Emmeline did not disappoint. Sarah Holman’s style is different to Austen’s of course, but she’s kept the spirit of the story while changing it to another time. I found it a little more relate-able, 1930 is much more like 2017 than 1815 is.
I love the characters she has given us. Emmeline Wellington is very much Emma Woodhouse, yet she’s slightly different too. There an extra little bit of kindness or teasing; I can’t quite pin it down. Mr Knightly has become Frederick Knight. He is (as is suitable to the time period) only a few years older than Emmeline and has some boyish habits. The relationship between them is a little. He’s the best friend since childhood, not the good neighbour who takes the part of a much older brother from time to time. In short they’re closer.

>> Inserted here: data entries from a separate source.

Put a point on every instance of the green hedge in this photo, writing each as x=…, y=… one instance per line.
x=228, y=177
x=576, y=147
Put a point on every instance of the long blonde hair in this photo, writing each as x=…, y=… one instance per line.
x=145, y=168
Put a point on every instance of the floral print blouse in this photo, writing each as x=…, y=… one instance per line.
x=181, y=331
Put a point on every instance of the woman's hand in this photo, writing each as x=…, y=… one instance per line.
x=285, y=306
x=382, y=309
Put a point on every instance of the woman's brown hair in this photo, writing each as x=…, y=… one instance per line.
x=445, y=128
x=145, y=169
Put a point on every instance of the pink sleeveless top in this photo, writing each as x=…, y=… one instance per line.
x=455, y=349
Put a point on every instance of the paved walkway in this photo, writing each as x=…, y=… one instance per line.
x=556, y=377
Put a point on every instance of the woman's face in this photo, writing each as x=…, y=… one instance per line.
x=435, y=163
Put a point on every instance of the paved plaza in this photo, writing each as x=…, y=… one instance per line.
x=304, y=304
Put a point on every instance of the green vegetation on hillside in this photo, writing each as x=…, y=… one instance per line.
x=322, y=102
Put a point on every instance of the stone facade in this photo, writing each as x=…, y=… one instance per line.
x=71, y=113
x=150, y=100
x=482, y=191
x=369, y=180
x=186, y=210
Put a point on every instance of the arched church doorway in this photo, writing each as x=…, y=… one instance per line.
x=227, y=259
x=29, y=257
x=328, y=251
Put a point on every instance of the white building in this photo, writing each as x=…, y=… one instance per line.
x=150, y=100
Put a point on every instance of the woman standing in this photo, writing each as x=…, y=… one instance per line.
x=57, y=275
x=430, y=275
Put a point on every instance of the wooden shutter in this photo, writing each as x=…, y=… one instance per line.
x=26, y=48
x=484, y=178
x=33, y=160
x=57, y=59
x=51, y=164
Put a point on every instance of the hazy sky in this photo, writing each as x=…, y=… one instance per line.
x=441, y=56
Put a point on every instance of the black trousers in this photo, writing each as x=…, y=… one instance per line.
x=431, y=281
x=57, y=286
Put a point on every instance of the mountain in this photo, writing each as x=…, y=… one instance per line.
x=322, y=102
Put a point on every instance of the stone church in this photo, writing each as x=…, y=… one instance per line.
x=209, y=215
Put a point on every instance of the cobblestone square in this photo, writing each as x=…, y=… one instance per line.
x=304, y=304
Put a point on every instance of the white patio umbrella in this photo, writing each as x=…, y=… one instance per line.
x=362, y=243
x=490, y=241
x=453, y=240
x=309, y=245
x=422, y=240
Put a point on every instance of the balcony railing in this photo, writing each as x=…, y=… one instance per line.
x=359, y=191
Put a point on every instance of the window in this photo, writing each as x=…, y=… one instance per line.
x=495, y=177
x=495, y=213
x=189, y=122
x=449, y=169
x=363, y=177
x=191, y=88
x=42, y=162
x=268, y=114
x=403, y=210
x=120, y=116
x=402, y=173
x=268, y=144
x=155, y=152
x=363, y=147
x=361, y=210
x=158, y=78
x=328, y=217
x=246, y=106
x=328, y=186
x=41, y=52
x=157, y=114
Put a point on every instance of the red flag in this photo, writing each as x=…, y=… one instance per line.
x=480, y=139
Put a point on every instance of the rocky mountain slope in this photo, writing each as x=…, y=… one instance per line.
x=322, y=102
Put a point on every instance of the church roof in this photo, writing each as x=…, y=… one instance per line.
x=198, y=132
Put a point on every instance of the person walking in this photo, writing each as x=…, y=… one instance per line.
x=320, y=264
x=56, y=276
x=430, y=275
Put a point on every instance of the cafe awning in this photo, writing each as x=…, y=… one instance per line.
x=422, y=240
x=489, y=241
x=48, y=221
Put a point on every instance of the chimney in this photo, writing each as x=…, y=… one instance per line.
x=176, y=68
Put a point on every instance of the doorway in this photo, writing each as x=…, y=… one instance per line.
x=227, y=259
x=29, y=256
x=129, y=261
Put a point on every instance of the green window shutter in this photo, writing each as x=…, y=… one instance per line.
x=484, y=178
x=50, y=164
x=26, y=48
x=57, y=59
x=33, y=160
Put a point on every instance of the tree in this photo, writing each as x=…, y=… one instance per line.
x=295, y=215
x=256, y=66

There’s a few things that have always bothered me about Jane Austen;s books. Her opinion of clergymen is one. Yes, there is Mr. Tilney tilting the scale back, but I don’t like her tendency to make them self-serving, social climbers. We don’t have that here. Instead of Mr. Elton, there is a fashionable young man who’s a little bit too modern and doesn’t respect traditions.. (He wants to have a dance, Shock! Horror!) His wife is suitably insufferable.
The other things that bother me are the lack of real Christianity1 and the non-productive upper-class living. Both of those have been changed. Emmeline is undoubtedly, though not overly strongly Christian in it’s feel and society. And Emmeline has a job in her father’s business. Rather like mine actually. Her father own a General Motors showroom and the Depression plays a large role in the story.
I loved the other themes that came up in it and the little changes and the big twist at the end. Yes, there’s a big twist at the end. A secondary plot of sorts. And there’s delightful ending, much humour and much fun. I’m looking forward to reading more books in this collection someday, even though they’re not by Sarah Holman.
(Just a quick comment to add that I am not denying that Jane Austen was a brilliant writer who made great use of theme.)
1. A Practical View of the Prevailing Religious System of Professed Christians in the Middle and Higher Classes in this Country Contrasted with Real Christianity by William Wilberforce was written during this time.